I haven’t used one, but I would imagine:

1. Light it the night before.
2. Use hot coals.

Have you at least tried the stove out before you get to camp? Ie light it at home?
 
There is no short cuts. Have a nest or kindling with a fire starter under it and ready to go the night before. Then have a hand full of slightly larger dry wood to load on top as soon as your kindle is going strong.
A good fire starter like pyro putty is worth it for the ease of use and burn time.
 
The little fire starter sticks that you can buy at WalMart work well at starting a fire with no coals.

Best thing is to load the stove up full with wood as you go to bed and cut the air flow inlet down to restrict the rate of burn. This will extend the burn time, but the fire will not put out nearly as much heat. If you get up in the night to take a leak, fill it up again. This should keep a few coals in there by morning when you get up, then you can put a few logs in there and it will get burning quickly.

Another thing you can do is have a Buddy Heater and fire that up when you wake up to warm the tent until the fire in the stove gets burning.
 
Take a map gas torch.

This... or any small propane torch that the plumbers use. (Not the little micro torches)

If you're bringing a wall tent, it's only an extra 2 pounds and very fast.
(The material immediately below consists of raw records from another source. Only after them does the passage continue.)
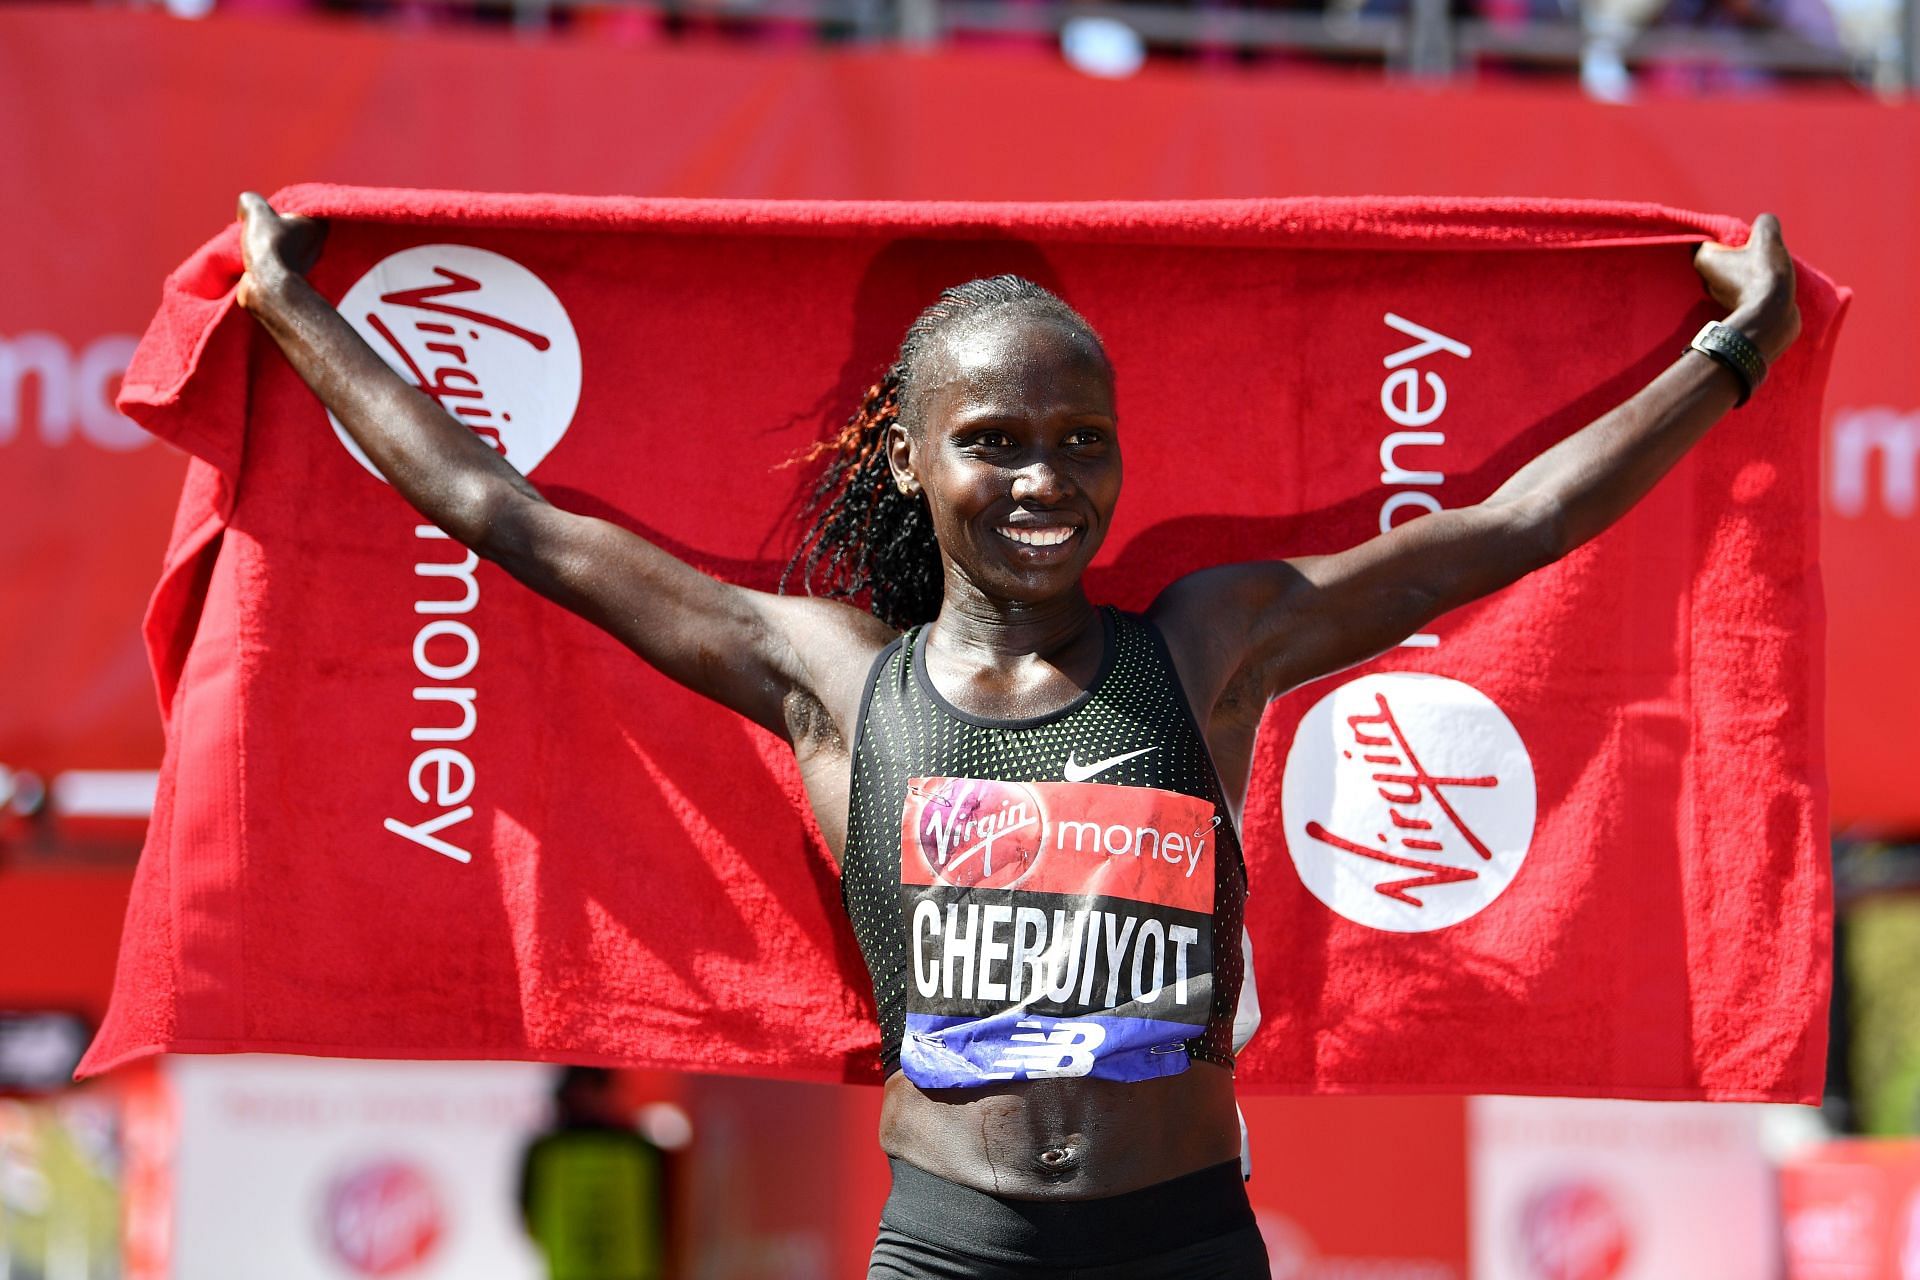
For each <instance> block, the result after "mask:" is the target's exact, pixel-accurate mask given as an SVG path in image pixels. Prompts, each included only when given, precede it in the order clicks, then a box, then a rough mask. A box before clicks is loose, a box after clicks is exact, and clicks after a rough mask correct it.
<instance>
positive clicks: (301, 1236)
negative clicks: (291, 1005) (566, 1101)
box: [163, 1057, 553, 1280]
mask: <svg viewBox="0 0 1920 1280" xmlns="http://www.w3.org/2000/svg"><path fill="white" fill-rule="evenodd" d="M163 1061H165V1075H167V1082H169V1086H171V1090H173V1094H175V1100H177V1107H179V1157H177V1165H175V1211H173V1219H175V1230H173V1240H175V1245H173V1274H175V1276H192V1278H194V1280H259V1276H263V1274H273V1276H275V1280H361V1278H365V1276H394V1278H401V1280H541V1276H543V1274H545V1272H543V1268H541V1265H540V1259H538V1253H536V1251H534V1245H532V1244H530V1242H528V1240H526V1236H524V1234H522V1228H520V1209H518V1203H516V1186H518V1169H520V1153H522V1151H524V1148H526V1142H528V1140H530V1138H532V1136H534V1134H536V1132H538V1130H540V1128H541V1125H543V1121H545V1117H547V1100H549V1096H551V1079H553V1069H551V1067H540V1065H530V1063H371V1061H334V1059H305V1057H167V1059H163ZM269 1259H271V1265H269ZM263 1267H265V1270H263Z"/></svg>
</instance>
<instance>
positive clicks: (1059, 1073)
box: [983, 1019, 1106, 1080]
mask: <svg viewBox="0 0 1920 1280" xmlns="http://www.w3.org/2000/svg"><path fill="white" fill-rule="evenodd" d="M1016 1025H1018V1027H1021V1031H1016V1032H1014V1034H1010V1036H1008V1046H1006V1054H1004V1055H1002V1057H1000V1059H998V1061H995V1063H993V1067H995V1069H993V1071H989V1073H983V1075H987V1079H993V1080H1012V1079H1016V1077H1025V1079H1029V1080H1050V1079H1058V1077H1075V1075H1089V1073H1092V1059H1094V1050H1098V1048H1100V1046H1102V1044H1106V1027H1102V1025H1100V1023H1054V1025H1052V1031H1048V1029H1046V1023H1039V1021H1031V1019H1025V1021H1020V1023H1016Z"/></svg>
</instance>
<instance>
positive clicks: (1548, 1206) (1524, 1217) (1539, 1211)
mask: <svg viewBox="0 0 1920 1280" xmlns="http://www.w3.org/2000/svg"><path fill="white" fill-rule="evenodd" d="M1628 1253H1632V1242H1630V1238H1628V1230H1626V1219H1624V1217H1622V1215H1620V1209H1619V1207H1617V1205H1615V1203H1613V1197H1611V1196H1607V1192H1603V1190H1601V1188H1599V1186H1594V1184H1592V1182H1551V1184H1548V1186H1544V1188H1540V1190H1538V1192H1534V1194H1532V1196H1528V1197H1526V1203H1524V1205H1523V1207H1521V1255H1523V1257H1524V1259H1526V1276H1528V1280H1617V1276H1619V1274H1620V1272H1622V1270H1624V1268H1626V1257H1628Z"/></svg>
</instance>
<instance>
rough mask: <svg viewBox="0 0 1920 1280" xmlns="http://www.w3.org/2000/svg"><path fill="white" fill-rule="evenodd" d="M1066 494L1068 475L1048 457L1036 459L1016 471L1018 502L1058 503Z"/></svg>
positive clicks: (1015, 497)
mask: <svg viewBox="0 0 1920 1280" xmlns="http://www.w3.org/2000/svg"><path fill="white" fill-rule="evenodd" d="M1066 495H1068V480H1066V476H1064V474H1062V472H1060V468H1058V466H1054V464H1052V462H1050V461H1046V459H1035V461H1031V462H1027V464H1025V466H1021V468H1020V470H1018V472H1014V501H1016V503H1043V505H1044V503H1058V501H1060V499H1062V497H1066Z"/></svg>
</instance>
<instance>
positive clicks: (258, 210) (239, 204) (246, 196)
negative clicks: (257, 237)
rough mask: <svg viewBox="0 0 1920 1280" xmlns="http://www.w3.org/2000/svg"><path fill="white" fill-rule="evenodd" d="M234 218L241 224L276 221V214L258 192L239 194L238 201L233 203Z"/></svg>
mask: <svg viewBox="0 0 1920 1280" xmlns="http://www.w3.org/2000/svg"><path fill="white" fill-rule="evenodd" d="M234 217H238V219H240V221H242V223H252V221H255V219H257V221H267V219H276V217H278V213H275V211H273V205H271V203H267V198H265V196H261V194H259V192H240V200H236V201H234Z"/></svg>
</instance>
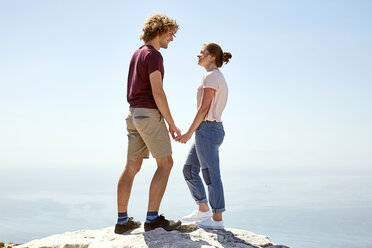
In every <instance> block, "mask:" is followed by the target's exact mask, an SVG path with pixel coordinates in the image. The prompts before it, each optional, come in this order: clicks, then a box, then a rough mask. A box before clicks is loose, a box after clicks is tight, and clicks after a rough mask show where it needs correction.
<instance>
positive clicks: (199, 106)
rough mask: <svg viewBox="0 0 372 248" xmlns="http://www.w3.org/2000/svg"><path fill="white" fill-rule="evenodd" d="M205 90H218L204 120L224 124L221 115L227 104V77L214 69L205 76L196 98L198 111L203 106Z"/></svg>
mask: <svg viewBox="0 0 372 248" xmlns="http://www.w3.org/2000/svg"><path fill="white" fill-rule="evenodd" d="M204 88H211V89H214V90H216V92H215V94H214V97H213V100H212V103H211V106H210V108H209V111H208V114H207V115H206V116H205V119H204V120H205V121H217V122H222V120H221V115H222V112H223V110H224V109H225V106H226V103H227V95H228V88H227V84H226V81H225V77H224V76H223V74H222V73H221V72H220V70H218V69H213V70H212V71H209V72H207V73H206V74H205V75H204V77H203V81H202V84H201V85H200V86H199V88H198V92H197V96H196V98H197V107H198V109H199V107H200V105H201V101H202V96H203V89H204Z"/></svg>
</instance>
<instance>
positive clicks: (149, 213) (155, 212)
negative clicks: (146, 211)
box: [146, 212, 159, 223]
mask: <svg viewBox="0 0 372 248" xmlns="http://www.w3.org/2000/svg"><path fill="white" fill-rule="evenodd" d="M158 216H159V215H158V212H147V216H146V223H150V222H151V221H153V220H155V219H156V218H158Z"/></svg>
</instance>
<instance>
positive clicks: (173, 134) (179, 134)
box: [169, 124, 192, 144]
mask: <svg viewBox="0 0 372 248" xmlns="http://www.w3.org/2000/svg"><path fill="white" fill-rule="evenodd" d="M169 132H170V134H171V135H172V138H173V139H174V140H175V141H177V142H180V143H183V144H186V142H187V141H188V140H189V139H190V138H191V136H192V132H186V133H185V134H183V135H181V130H180V129H179V128H178V127H177V126H176V125H175V124H172V125H169Z"/></svg>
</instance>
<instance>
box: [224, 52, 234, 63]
mask: <svg viewBox="0 0 372 248" xmlns="http://www.w3.org/2000/svg"><path fill="white" fill-rule="evenodd" d="M231 58H232V55H231V53H229V52H223V54H222V61H223V62H225V64H227V63H229V60H230V59H231Z"/></svg>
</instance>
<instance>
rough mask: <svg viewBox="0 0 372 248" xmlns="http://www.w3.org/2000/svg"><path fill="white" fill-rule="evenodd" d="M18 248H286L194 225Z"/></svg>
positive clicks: (111, 234)
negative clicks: (194, 247)
mask: <svg viewBox="0 0 372 248" xmlns="http://www.w3.org/2000/svg"><path fill="white" fill-rule="evenodd" d="M17 247H19V248H21V247H22V248H36V247H38V248H88V247H89V248H131V247H133V248H142V247H144V248H147V247H150V248H168V247H169V248H170V247H172V248H173V247H177V248H189V247H190V248H193V247H195V248H196V247H198V248H207V247H219V248H227V247H237V248H239V247H241V248H243V247H255V248H261V247H265V248H274V247H275V248H288V247H286V246H280V245H275V244H274V243H272V242H271V241H270V239H269V238H267V237H265V236H262V235H257V234H254V233H252V232H248V231H244V230H239V229H231V228H226V229H224V230H206V229H201V228H198V227H197V226H196V225H193V224H190V225H182V226H181V228H180V229H179V230H175V231H171V232H167V231H165V230H164V229H161V228H157V229H155V230H152V231H149V232H144V229H143V224H142V225H141V227H139V228H137V229H134V230H132V231H130V232H127V233H125V234H123V235H117V234H115V233H114V228H113V227H107V228H103V229H99V230H82V231H76V232H67V233H64V234H57V235H53V236H49V237H46V238H43V239H39V240H33V241H31V242H28V243H25V244H23V245H20V246H17Z"/></svg>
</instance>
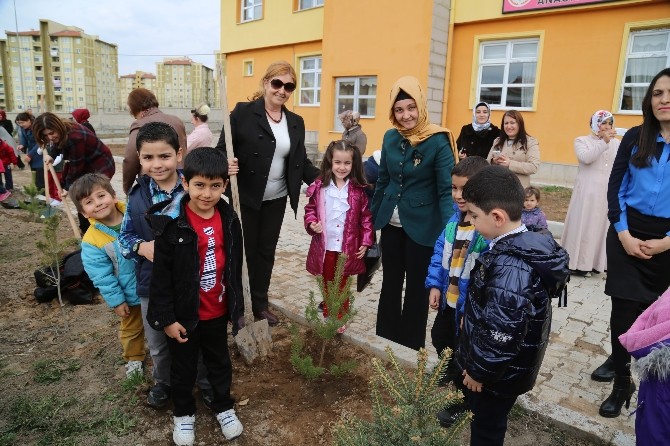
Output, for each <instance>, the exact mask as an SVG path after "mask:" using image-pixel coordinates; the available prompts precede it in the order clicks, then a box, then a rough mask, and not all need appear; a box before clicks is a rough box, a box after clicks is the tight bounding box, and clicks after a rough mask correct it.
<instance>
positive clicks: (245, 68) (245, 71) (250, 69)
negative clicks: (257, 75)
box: [189, 59, 254, 77]
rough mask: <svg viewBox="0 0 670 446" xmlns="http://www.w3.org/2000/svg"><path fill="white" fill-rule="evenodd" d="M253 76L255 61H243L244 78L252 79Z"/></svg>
mask: <svg viewBox="0 0 670 446" xmlns="http://www.w3.org/2000/svg"><path fill="white" fill-rule="evenodd" d="M189 75H190V73H189ZM253 75H254V60H253V59H244V60H243V61H242V77H251V76H253Z"/></svg>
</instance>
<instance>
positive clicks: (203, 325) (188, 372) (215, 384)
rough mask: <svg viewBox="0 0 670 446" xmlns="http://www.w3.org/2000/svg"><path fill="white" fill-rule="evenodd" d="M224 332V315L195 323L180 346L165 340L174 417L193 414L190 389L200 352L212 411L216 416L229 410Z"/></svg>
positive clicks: (193, 410)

Other thing I've done is make little pucks of wood shavings (not dust). Take an old tart tray or muffin tin, pack the shavings in there, poor melted paraffin wax in there to encase the wood. The longer you keep the wax liquid the more it soaks into the wood.

Vaseline and cotton balls are lightweight and work well too.
 
I thinks is well worth the little effort it takes to fire up the stove when its cold out.

Then I would love to have you in my elk camp. I usually set my alarm for about 7 minutes before it's time to roll out of camp. Even if I lit the stove when I first got up, it would t make a dent in the cold.
 
Then I would love to have you in my elk camp. I usually set my alarm for about 7 minutes before it's time to roll out of camp. Even if I lit the stove when I first got up, it would t make a dent in the cold.
I always figured the guys liked having me in camp because of my charming personality and my woodsmanship but now that you said that it could very well just be they like walking up to a warm tipi.